Queensland Brain Institute, The University of Queensland, St Lucia 4072, Queensland, Australia
School of Psychology, The University of Queensland, St Lucia 4072, Queensland, Australia.
J Neurosci. 2021 Sep 8;41(36):7662-7674. doi: 10.1523/JNEUROSCI.2459-20.2021. Epub 2021 Jul 29.
Many decisions, from crossing a busy street to choosing a profession, require integration of discrete sensory events. Previous studies have shown that integrative decision-making favors more reliable stimuli, mimicking statistically optimal integration. It remains unclear, however, whether reliability biases operate even when they lead to suboptimal performance. To address this issue, we asked human observers to reproduce the average motion direction of two suprathreshold coherent motion signals presented successively and with varying levels of reliability, while simultaneously recording whole-brain activity using electroencephalography. By definition, the averaging task should engender equal weighting of the two component motion signals, but instead we found robust behavioral biases in participants' average decisions that favored the more reliable stimulus. Using population-tuning modeling of brain activity we characterized tuning to the average motion direction. In keeping with the behavioral biases, the neural tuning profiles also exhibited reliability biases.

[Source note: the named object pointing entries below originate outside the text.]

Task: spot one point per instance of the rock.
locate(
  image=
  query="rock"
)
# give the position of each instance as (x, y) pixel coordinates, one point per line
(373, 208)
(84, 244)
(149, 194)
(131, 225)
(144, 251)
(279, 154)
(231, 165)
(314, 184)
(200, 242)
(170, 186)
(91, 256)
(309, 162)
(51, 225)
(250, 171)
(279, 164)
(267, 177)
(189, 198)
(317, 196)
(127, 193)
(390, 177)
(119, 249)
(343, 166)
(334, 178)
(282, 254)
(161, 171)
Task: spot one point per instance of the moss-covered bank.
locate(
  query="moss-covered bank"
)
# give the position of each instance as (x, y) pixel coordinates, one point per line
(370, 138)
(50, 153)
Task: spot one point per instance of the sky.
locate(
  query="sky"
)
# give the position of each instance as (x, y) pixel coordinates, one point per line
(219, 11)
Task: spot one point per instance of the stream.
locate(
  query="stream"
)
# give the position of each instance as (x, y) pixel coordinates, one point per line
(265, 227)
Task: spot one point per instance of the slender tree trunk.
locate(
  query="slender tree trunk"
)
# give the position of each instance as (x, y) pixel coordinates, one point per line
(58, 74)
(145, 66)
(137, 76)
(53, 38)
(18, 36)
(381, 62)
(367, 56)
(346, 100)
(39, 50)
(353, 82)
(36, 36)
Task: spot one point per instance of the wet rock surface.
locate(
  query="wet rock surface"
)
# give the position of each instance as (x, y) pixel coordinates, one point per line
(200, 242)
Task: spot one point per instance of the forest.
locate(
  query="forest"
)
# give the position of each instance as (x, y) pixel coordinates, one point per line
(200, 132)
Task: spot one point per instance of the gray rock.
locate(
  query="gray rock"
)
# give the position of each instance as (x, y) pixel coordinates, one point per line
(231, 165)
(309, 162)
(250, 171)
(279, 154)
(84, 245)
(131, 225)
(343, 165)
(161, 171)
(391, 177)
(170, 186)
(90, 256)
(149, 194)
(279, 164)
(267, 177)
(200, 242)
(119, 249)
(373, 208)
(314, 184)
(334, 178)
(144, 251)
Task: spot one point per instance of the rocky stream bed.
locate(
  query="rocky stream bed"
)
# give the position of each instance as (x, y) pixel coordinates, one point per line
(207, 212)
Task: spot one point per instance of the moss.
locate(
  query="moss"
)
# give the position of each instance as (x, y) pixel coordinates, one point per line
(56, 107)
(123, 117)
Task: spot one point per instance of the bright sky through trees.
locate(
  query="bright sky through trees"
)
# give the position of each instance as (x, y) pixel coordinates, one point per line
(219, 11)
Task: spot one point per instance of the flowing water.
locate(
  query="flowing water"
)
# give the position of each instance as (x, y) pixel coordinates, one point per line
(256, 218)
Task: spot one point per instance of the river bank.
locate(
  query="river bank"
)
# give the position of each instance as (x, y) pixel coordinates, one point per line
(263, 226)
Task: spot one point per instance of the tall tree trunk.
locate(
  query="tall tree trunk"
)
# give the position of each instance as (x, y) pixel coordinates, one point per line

A control experiment revealed that observers were able to reproduce motion directions of low and high reliability with equal precision, suggesting that unbiased integration in this task was not only theoretically optimal but demonstrably possible. Our findings reveal that temporal integration of discrete sensory events in the brain is automatically and suboptimally weighted according to stimulus reliability. Many everyday decisions require integration of several sources of information. To safely cross a busy road, for example, one must consider the movement of vehicles with different speeds and trajectories. Previous research has shown that individual stimuli are weighted according to their reliability. Whereas reliability biases typically yield performance that closely mimics statistically optimal integration, it remains unknown whether such biases arise even when they lead to suboptimal performance. Here we combined a novel integrative decision-making task with concurrent brain recording and modeling to address this question. While unbiased decisions were optimal in the task, observers nevertheless exhibited robust reliability biases in both behavior and brain activity, suggesting that reliability-weighted integration is automatic and dissociable from statistically optimal integration.
许多决策,从穿过繁忙的街道到选择职业,都需要整合离散的感觉事件。以前的研究表明,综合决策更倾向于更可靠的刺激,模仿统计上最优的整合。然而,当可靠性偏差导致次优表现时,它们是否仍然起作用尚不清楚。为了解决这个问题,我们要求人类观察者在呈现两个超阈值相干运动信号的同时,根据可靠性的不同水平,复制两个信号的平均运动方向,同时使用脑电图记录全脑活动。根据定义,平均任务应该对两个组成运动信号进行平等加权,但我们发现参与者的平均决策中存在强大的行为偏差,这些偏差有利于更可靠的刺激。通过对大脑活动的群体调谐建模,我们对平均运动方向的调谐进行了特征描述。与行为偏差一致,神经调谐曲线也表现出可靠性偏差。一项控制实验表明,观察者能够以相同的精度复制高可靠性和低可靠性的运动方向,这表明在这个任务中,无偏整合不仅在理论上是最优的,而且是可行的。我们的研究结果表明,大脑中离散感觉事件的时间整合会根据刺激的可靠性自动进行次优加权。许多日常决策都需要整合多个信息源。例如,为了安全地穿过繁忙的道路,必须考虑到具有不同速度和轨迹的车辆的运动。先前的研究表明,个体刺激会根据其可靠性进行加权。虽然可靠性偏差通常会产生接近统计最优整合的性能,但仍不清楚这种偏差是否即使导致次优表现也会出现。在这里,我们结合了一种新颖的综合决策任务和同时的大脑记录和建模来解决这个问题。虽然在任务中无偏决策是最优的,但观察者在行为和大脑活动中都表现出了强大的可靠性偏差,这表明可靠性加权整合是自动的,与统计最优整合是分离的。